CHAPTER VIII

ROMAN DOMINATION IN THE MEDITERRANEAN; THE FIRST PHASE—THE STRUGGLE WITH CARTHAGE; 265–201 B. C.

I. The Mediterranean World in 265 b. c.

Rome a world power. With the unification of the Italian peninsula Rome entered upon a new era in her foreign relations. She was now one of the great powers of the Mediterranean world and was inevitably drawn into the vortex of world politics. She could no longer rest indifferent to what went on beyond the confines of Italy. She assumed new responsibilities, opened up new diplomatic relations, developed a new outlook and new ambitions. At this time the other first-class powers were, in the east, the three Hellenistic monarchies—Egypt, Syria, and Macedon,—which had emerged from the ruins of the empire of Alexander the Great, and, in the west, the city state of Carthage.

Egypt. The kingdom of Egypt, ruled by the dynasty of the Ptolemies, comprised the ancient kingdom of Egypt in the Nile valley, Cyrene, the coast of Syria, Cyprus, and a number of cities on the shores and islands of the Aegean Sea. In Egypt the Ptolemies ruled as foreigners over the subject native population. They maintained their authority by a small mercenary army recruited chiefly from Macedonians and Greeks, and by a strongly centralized administration, of which the offices were in Greek hands. As the ruler was the sole proprietor of the land of Egypt, the native Egyptians, the majority of whom were peasants who gained their livelihood by tilling the rich soil of the Nile valley, were for the most part tenants of the crown, and the restrictions and obligations to which they were subject rendered their status little better than that of serfs. A highly developed but oppressive system of taxation and government monopolies, largely an inheritance from previous dynasties, enabled the Ptolemies to wring from their subjects the revenues with which they maintained [pg 69]a brilliant court life at their capital, Alexandria, and financed their imperial policy.

The aim of this policy was to secure Egyptian domination in the Aegean, among the states of Southern Greece, and in Phoenicia, whose value lay in the forests of the Lebanon mountains. To carry it into effect the Ptolemies were obliged to support a navy which would give them the command of the sea in the eastern Mediterranean. However, the occupation of their outlying possessions brought Egypt into perpetual conflict with Macedon and Syria, whose rulers made continued efforts to oust the Ptolemies from the Aegean and from the Syrian coast.
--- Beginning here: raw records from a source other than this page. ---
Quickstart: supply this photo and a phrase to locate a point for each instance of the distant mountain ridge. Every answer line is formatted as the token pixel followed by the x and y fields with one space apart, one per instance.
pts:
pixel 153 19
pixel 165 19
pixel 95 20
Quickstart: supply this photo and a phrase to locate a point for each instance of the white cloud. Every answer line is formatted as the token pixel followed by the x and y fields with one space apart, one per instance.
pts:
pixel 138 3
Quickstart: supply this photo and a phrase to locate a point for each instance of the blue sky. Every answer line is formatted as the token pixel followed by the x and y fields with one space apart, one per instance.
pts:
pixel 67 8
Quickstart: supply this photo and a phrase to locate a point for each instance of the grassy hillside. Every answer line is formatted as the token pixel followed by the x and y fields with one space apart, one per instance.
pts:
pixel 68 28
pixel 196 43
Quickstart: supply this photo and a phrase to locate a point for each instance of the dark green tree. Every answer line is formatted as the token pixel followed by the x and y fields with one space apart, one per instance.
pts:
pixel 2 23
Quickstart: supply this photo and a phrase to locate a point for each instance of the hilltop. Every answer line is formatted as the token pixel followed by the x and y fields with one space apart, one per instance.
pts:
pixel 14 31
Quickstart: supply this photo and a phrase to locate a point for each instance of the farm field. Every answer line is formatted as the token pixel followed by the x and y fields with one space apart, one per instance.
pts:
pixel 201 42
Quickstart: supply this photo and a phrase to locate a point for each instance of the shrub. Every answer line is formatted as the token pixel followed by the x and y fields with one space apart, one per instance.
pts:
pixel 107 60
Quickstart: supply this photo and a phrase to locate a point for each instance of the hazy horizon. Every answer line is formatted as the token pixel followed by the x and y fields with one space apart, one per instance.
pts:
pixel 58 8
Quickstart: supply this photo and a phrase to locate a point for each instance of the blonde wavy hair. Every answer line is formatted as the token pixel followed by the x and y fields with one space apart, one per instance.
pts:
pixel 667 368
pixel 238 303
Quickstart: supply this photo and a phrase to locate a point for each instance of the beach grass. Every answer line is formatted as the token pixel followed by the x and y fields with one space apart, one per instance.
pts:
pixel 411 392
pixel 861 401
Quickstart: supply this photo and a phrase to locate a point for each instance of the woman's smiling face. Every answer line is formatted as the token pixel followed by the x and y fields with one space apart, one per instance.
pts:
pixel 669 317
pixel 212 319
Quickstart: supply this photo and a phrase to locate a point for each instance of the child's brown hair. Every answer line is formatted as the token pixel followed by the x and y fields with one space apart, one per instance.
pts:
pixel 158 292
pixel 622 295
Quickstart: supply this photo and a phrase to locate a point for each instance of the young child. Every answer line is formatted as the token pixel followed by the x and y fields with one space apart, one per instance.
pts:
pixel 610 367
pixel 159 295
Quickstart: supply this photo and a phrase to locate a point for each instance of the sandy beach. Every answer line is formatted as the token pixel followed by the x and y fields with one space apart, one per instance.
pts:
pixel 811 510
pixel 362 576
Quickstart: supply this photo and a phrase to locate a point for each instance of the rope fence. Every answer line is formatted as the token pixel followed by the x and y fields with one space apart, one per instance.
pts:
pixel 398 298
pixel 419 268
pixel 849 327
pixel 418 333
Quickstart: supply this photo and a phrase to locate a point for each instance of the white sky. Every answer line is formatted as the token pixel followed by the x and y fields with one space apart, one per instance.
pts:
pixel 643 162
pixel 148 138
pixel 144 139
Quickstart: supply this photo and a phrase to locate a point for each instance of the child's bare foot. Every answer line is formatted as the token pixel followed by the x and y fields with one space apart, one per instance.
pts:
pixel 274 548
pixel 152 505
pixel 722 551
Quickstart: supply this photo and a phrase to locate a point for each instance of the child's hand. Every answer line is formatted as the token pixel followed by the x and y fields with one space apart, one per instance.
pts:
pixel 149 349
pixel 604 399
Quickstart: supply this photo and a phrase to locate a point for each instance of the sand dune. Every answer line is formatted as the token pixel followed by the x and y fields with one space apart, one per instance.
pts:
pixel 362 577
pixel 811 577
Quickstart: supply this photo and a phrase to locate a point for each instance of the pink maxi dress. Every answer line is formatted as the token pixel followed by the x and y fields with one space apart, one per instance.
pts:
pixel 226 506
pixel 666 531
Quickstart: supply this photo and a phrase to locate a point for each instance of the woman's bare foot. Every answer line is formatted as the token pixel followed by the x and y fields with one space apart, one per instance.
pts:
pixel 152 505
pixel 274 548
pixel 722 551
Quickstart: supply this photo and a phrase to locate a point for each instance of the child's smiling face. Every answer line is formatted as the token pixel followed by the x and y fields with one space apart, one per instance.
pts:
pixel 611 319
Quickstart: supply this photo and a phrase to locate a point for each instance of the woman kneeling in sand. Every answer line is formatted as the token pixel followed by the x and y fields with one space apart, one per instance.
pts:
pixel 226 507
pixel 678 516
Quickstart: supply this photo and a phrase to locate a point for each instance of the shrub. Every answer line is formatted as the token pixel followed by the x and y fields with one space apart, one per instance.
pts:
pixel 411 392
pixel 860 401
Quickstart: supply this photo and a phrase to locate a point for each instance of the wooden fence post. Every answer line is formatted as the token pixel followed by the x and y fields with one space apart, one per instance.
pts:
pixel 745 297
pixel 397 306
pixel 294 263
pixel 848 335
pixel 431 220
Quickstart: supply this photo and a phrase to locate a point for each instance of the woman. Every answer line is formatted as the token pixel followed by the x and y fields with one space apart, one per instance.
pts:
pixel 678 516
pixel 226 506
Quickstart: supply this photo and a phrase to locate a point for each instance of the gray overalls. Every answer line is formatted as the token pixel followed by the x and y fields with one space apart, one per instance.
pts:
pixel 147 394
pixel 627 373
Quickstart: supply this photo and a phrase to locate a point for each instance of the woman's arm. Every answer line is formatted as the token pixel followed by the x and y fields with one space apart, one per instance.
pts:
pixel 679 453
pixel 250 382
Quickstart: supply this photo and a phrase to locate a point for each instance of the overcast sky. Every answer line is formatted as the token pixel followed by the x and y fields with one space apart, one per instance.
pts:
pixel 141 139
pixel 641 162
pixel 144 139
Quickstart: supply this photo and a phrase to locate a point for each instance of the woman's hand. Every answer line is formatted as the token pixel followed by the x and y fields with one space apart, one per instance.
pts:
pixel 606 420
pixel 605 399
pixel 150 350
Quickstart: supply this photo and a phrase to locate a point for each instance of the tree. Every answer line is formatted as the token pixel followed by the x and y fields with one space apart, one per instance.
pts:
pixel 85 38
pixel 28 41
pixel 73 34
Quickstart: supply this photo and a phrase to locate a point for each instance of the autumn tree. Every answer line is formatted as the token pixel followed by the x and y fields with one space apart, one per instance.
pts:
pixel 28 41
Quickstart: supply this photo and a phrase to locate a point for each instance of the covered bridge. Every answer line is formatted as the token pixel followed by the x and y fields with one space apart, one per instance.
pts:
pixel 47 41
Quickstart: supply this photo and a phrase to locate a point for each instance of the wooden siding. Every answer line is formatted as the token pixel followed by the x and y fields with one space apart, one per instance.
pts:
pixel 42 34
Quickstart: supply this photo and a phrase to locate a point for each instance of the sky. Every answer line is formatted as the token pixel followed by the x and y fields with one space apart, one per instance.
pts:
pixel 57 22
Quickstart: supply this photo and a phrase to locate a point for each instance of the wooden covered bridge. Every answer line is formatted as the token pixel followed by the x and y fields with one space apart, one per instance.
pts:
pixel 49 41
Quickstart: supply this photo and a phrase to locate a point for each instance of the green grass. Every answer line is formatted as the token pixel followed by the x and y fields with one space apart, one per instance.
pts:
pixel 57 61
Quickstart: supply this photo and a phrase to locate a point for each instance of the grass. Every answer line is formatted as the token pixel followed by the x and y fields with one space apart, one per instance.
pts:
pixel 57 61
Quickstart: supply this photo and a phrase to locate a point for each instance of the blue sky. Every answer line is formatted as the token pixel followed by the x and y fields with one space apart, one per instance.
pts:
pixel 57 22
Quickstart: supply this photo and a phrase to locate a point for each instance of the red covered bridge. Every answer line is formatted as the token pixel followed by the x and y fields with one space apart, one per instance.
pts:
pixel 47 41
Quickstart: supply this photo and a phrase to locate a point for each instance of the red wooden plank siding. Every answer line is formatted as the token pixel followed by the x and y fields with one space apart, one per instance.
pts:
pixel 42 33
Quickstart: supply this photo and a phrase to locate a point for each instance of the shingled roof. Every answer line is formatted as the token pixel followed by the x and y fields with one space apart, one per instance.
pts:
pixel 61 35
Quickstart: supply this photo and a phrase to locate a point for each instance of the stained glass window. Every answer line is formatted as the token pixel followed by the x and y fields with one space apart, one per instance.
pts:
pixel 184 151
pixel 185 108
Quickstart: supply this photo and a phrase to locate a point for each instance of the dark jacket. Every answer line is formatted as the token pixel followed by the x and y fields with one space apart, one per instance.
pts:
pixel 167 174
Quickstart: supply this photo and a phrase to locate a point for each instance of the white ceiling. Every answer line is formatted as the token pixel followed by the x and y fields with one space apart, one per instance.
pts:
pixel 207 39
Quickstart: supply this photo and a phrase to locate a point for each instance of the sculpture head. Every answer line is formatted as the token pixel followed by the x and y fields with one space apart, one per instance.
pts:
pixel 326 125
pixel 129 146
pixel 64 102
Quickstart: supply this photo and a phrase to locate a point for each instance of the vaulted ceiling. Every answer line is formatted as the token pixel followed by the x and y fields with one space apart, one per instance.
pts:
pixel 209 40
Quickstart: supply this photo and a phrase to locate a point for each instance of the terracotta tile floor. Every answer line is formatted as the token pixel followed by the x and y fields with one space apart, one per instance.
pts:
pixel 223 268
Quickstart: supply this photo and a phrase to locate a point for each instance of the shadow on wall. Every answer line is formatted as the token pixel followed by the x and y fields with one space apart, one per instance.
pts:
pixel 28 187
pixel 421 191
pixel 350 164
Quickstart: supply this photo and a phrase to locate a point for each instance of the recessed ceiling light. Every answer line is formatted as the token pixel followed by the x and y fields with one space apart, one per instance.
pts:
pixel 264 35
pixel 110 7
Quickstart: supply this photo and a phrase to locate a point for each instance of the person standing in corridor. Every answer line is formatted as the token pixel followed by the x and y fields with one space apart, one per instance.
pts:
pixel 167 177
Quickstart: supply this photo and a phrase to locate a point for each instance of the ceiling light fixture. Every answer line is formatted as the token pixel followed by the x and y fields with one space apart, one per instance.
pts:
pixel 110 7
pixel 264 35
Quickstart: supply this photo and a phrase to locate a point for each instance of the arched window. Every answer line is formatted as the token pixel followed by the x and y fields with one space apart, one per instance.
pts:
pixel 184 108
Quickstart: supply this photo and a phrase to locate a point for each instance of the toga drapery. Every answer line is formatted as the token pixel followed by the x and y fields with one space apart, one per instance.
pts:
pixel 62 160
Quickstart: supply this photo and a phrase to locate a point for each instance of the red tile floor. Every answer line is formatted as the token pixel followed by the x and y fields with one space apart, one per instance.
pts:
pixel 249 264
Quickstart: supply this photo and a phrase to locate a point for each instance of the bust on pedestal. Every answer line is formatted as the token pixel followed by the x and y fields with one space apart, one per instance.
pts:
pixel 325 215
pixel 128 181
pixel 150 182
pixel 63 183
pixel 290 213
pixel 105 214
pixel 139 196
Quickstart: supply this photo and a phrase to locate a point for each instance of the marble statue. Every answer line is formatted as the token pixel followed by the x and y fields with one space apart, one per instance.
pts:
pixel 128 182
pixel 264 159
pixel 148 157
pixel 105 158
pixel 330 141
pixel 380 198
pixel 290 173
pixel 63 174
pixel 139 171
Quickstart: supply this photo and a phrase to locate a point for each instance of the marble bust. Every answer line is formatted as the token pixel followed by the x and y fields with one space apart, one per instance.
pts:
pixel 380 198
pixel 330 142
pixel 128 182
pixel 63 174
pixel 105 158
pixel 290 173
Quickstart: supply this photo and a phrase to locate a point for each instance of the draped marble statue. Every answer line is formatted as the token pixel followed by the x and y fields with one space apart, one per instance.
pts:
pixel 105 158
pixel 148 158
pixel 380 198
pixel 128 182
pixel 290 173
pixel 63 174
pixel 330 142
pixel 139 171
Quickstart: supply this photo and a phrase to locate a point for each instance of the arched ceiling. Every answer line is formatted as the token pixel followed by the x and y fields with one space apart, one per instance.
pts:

Syria. Syria, the kingdom of the Seleucids, with its capital at Antioch on the Orontes, was by far the largest of the Hellenistic monarchies in extent and population, and in wealth it ranked next to Egypt. It stretched from the Aegean to the borders of India, and included the southern part of Asia Minor, Mesopotamia, Persia, and northern Syria. But the very size of this kingdom was a source of weakness, because of the distances which separated its various provinces and the heterogeneous racial elements which it embraced. The power of the dynasty was upheld, as in Egypt, by a mercenary army, and also by the Greek cities which had been founded in large numbers by Alexander the Great and his successors. However, these islands of Greek culture did not succeed to any great extent in Hellenizing the native populations which remained in a state of subjection, indifferent or hostile to their conquerors. Furthermore the strength of the Seleucid empire was sapped by repeated revolts in its eastern provinces and dissensions between the members of the dynasty itself.

Macedon. The kingdom of Macedon, ruled by the house of the Antigonids, was the smallest of the three in extent, population and resources, but possessed an internal strength and solidarity lacking in the others. For in Macedon, the Antigonids, by preserving the traditional character of the patriarchal monarchy, kept alive the national spirit of the Macedonians and made them loyal to the dynasty. They also retained a military system which fostered the traditions of the times of Philip II and Alexander, and which, since the Macedonian people had not lost its martial character, furnished a small but efficient national army. Outside of Macedon, the Antigonids held sway over Thessaly and the eastern part of Greece as far south as the Isthmus of Corinth. Their attempts to dominate the whole [pg 70]peninsula were thwarted by the opposition of the Aetolian and Achaian Confederacies, who were supported in this by the Ptolemies.